Right now the only way I can think of to get around this is to do something hideous like this:
Model.find({"location.loc" : { "$near" : [ -122.4192, 37.7793 ], "$maxDistance" : 0.4 } },{limit:0},function(err,results){
var ids = results.map(function(r){ return r._id; });
Model.update({"_id" : { $in : ids }},{"foo":"bar"},{multi:true},function(){
console.log("I have enjoyed crippling your server.");
});
});
While I'm not even entirely sure that would work (and it could be mildly optimized by only selecting the _id), I'd really like to avoid keeping an array of n ids in memory, as that number could get very large.
Edit:
The above hack doesn't even work, looks like a find with {limit:0} still returns 100 results. So, in an act of sheer desperation and frustration, I have written a recursive method to paginate through ids, then return them so I can update using the above method. I have added the method as an answer below, but not accepted it in hopes that someone will find a better way.

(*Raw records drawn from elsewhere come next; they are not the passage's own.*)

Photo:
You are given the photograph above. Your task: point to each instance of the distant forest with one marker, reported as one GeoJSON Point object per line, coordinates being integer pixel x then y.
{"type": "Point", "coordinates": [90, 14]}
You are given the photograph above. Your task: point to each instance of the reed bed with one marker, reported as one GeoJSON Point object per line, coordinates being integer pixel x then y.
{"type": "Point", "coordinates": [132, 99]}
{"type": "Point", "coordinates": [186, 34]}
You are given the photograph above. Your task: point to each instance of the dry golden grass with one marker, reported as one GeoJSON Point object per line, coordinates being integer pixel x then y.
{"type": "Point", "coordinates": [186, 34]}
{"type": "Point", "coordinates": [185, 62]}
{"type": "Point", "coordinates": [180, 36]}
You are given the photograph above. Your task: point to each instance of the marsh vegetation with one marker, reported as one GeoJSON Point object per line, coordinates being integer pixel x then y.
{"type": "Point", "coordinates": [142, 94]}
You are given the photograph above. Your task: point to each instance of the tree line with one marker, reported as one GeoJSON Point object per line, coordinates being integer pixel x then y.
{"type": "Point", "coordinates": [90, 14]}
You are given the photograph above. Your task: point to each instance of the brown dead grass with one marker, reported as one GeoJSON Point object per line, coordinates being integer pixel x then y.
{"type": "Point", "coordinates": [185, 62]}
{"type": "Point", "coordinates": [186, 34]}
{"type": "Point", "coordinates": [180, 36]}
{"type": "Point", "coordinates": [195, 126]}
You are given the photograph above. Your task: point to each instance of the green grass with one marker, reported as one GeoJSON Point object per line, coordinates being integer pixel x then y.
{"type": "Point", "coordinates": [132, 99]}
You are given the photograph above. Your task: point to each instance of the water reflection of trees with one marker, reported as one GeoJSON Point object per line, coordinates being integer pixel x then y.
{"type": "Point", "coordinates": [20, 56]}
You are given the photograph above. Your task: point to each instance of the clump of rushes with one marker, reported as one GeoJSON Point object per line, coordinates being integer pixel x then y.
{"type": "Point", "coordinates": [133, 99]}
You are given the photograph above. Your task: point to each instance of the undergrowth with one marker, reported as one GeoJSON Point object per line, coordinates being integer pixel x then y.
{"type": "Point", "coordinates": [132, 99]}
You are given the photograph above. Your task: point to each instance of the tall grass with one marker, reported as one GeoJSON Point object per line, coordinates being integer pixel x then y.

This is a problem in mongo server core as far as I can tell, so mongoose and node-mongodb-native are not to blame. However, this is really stupid, as geospacial indices is one of the few reasons to use mongo over some other more robust NoSQL stores.
Is there a way to achieve this? Even in node-mongodb-native, or the mongo shell, I can't seem to find a way to set (or in this case, remove by setting to 0) a limit on an update.
I'd love to see this issue fixed, but I can't figure out a way to set a limit on an update, and after extensive research, it doesn't appear to be possible. In addition, the hack in the question doesn't even work, I still only get 100 records with a find and limit set to 0.
Until this is fixed in mongo, here's how I'm getting around it: (!!WARNING: UGLY HACKS AHEAD:!!)
var getIdsPaginated = function(query,batch,callback){
// set a default batch if it isn't passed.
if(!callback){
callback = batch;
batch = 10000;
}
// define our array and a find method we can call recursively.
var all = [],
find = function(skip){
// skip defaults to 0
skip = skip || 0;
this.find(query,['_id'],{limit:batch,skip:skip},function(err,items){
if(err){
// if an error is thrown, call back with it and how far we got in the array.
callback(err,all);
} else if(items && items.length){
// if we returned any items, grab their ids and put them in the 'all' array
var ids = items.map(function(i){ return i._id.toString(); });
all = all.concat(ids);
// recurse
find.call(this,skip+batch);
} else {
// we have recursed and not returned any ids. This means we have them all.
callback(err,all);
}
}.bind(this));
};
// start the recursion
find.call(this);
}
This method will return a giant array of _ids. Because they are already indexed, it's actually pretty fast, but it's still calling the db many more times than is necessary. When this method calls back, you can do an update with the ids, like this:
Model.update(ids,{'foo':'bar'},{multi:true},function(err){ console.log('hooray, more than 100 records updated.'); });
This isn't the most elegant way to solve this problem, you can tune it's efficiency by setting the batch based on expected results, but obviously the ability to simply call update (or find for that matter) on $near queries without a limit would really help.